Pages

Não há crimes no paraíso









O primeiro sintoma de decadência de um governo aparece quando seus integrantes começam a negar a realidade. As convicções substituem a verdade. Os argumentos fantasiosos sempre encontram justificativas para aplainar os erros cometidos, apontando na direção de culpados imaginários. O inferno são os outros. Para elites governamentais, todos os atos e decisões sempre tem o condão das virtudes e das boas intenções.
Se aparecem denúncia trata-se de conspiração ou de interesses pessoais contrariados. Se a sociedade protesta, ela é manipulada. Se a economia esboroa, a culpa é dos imperialistas americanos e dos capitalistas perversos.

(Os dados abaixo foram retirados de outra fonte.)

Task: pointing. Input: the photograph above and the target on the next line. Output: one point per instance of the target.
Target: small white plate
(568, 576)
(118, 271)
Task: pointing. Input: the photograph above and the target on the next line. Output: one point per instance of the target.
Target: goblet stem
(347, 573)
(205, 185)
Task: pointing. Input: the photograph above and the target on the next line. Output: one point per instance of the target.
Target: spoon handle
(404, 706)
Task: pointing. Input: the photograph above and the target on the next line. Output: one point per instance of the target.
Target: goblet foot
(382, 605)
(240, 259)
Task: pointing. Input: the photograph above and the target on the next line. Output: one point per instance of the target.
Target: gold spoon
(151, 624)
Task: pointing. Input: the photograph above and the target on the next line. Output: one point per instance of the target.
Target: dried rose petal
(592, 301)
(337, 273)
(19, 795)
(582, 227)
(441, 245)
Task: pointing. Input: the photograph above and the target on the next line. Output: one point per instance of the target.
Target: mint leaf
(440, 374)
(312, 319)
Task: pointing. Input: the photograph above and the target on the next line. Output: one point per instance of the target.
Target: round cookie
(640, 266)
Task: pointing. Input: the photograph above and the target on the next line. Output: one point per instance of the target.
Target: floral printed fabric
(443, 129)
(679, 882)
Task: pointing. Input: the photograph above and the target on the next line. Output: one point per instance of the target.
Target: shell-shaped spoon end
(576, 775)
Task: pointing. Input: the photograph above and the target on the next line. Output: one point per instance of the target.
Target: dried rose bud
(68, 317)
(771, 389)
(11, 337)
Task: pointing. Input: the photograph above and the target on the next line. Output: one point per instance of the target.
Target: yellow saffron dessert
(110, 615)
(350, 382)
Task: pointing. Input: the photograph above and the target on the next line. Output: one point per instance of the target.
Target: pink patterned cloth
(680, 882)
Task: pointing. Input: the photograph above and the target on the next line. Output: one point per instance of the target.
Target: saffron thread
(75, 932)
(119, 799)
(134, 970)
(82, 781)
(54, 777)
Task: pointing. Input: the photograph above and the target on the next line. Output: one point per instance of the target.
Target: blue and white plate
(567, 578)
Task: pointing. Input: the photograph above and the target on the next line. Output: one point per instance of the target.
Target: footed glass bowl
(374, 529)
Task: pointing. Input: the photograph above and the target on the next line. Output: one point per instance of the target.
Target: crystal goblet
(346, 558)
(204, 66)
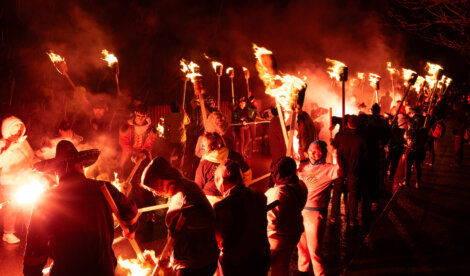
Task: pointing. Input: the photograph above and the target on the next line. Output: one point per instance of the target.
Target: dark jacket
(73, 225)
(241, 226)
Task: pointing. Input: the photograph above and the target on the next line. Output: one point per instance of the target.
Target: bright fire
(191, 69)
(109, 57)
(230, 72)
(335, 69)
(160, 127)
(218, 67)
(136, 267)
(390, 69)
(246, 72)
(29, 193)
(54, 57)
(374, 80)
(360, 76)
(407, 73)
(284, 88)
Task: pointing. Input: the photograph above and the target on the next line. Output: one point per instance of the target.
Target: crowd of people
(216, 222)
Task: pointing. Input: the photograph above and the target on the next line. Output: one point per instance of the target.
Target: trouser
(281, 253)
(415, 157)
(458, 149)
(309, 247)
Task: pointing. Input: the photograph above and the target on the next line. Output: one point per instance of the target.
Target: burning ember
(161, 128)
(230, 72)
(191, 70)
(246, 72)
(336, 69)
(218, 67)
(29, 193)
(109, 57)
(390, 69)
(284, 88)
(374, 80)
(407, 73)
(57, 60)
(136, 267)
(360, 76)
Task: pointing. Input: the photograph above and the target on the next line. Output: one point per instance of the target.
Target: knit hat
(283, 170)
(66, 153)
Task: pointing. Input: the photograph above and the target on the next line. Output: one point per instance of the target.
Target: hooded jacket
(15, 156)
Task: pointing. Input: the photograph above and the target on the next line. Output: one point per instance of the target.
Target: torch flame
(335, 69)
(109, 57)
(230, 72)
(217, 65)
(374, 79)
(407, 73)
(390, 69)
(29, 193)
(54, 57)
(419, 83)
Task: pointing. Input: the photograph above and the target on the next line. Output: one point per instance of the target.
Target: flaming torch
(374, 80)
(410, 82)
(339, 71)
(219, 69)
(192, 73)
(392, 72)
(60, 66)
(289, 91)
(434, 73)
(246, 72)
(112, 60)
(231, 74)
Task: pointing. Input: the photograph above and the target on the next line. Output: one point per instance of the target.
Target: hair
(375, 109)
(217, 122)
(214, 141)
(231, 171)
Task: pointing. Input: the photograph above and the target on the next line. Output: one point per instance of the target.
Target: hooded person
(240, 224)
(216, 152)
(285, 222)
(72, 222)
(318, 176)
(16, 160)
(190, 220)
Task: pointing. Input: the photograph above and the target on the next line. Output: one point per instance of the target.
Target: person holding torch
(16, 157)
(72, 222)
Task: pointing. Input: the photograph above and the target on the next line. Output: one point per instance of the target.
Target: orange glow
(136, 267)
(419, 83)
(433, 71)
(390, 69)
(374, 79)
(335, 69)
(230, 72)
(54, 57)
(246, 72)
(29, 193)
(109, 57)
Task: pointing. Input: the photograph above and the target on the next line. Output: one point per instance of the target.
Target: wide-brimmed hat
(66, 153)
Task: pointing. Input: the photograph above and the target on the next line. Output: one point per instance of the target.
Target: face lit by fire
(315, 153)
(139, 118)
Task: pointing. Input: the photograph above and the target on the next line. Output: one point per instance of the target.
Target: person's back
(241, 227)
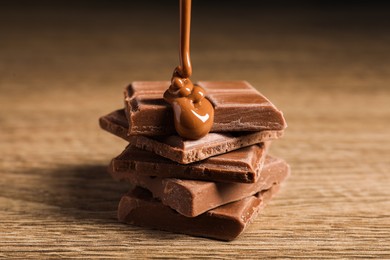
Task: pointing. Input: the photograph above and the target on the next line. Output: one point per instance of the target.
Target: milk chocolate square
(226, 222)
(238, 107)
(184, 151)
(192, 198)
(243, 165)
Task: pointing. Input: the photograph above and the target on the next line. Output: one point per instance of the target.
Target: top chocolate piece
(238, 107)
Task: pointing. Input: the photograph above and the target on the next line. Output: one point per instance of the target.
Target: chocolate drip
(193, 113)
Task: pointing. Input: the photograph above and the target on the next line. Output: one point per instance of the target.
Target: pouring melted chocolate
(193, 113)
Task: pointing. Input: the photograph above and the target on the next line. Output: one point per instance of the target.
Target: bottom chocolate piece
(224, 223)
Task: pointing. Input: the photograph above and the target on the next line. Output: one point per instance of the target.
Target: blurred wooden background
(64, 64)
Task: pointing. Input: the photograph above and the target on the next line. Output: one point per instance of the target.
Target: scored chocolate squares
(237, 107)
(243, 165)
(226, 222)
(183, 151)
(192, 198)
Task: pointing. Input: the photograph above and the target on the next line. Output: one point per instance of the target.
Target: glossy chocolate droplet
(193, 113)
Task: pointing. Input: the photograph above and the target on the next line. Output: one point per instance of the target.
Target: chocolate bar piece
(237, 106)
(224, 223)
(183, 151)
(243, 165)
(192, 198)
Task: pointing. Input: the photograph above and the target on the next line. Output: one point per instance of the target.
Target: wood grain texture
(62, 68)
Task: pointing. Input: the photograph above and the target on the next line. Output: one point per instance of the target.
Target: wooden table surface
(63, 66)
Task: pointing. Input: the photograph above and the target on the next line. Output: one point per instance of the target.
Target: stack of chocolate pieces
(211, 187)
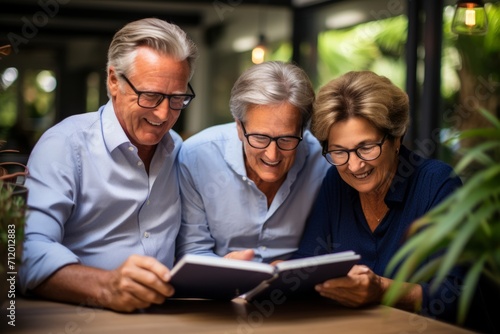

E, assim, o elenco de “fatos distorcidos” pode ser estendido a todas as esferas sociais. Se a Polícia Federal e o Ministério Público descobrem um esquema de corrupção, a resposta está na ponta língua: corruptos sempre existiram, não fomos nós que inventamos essa prática. Se poderosos são investigados e presos, centenas de advogados agem na defesa de seus interesses, afirmando que o judiciário está vivendo tempos sombrios, com saudades da ditadura.
Para dar respostas à opinião pública, qualquer coisa serve, menos a crua verdade. Abrir espaço para a autocrítica, reconhecendo erros e culpados, aí já é demais, é burrice e tiro no pé. Não há crimes no paraíso lulopetista nem em qualquer governo que se conheça.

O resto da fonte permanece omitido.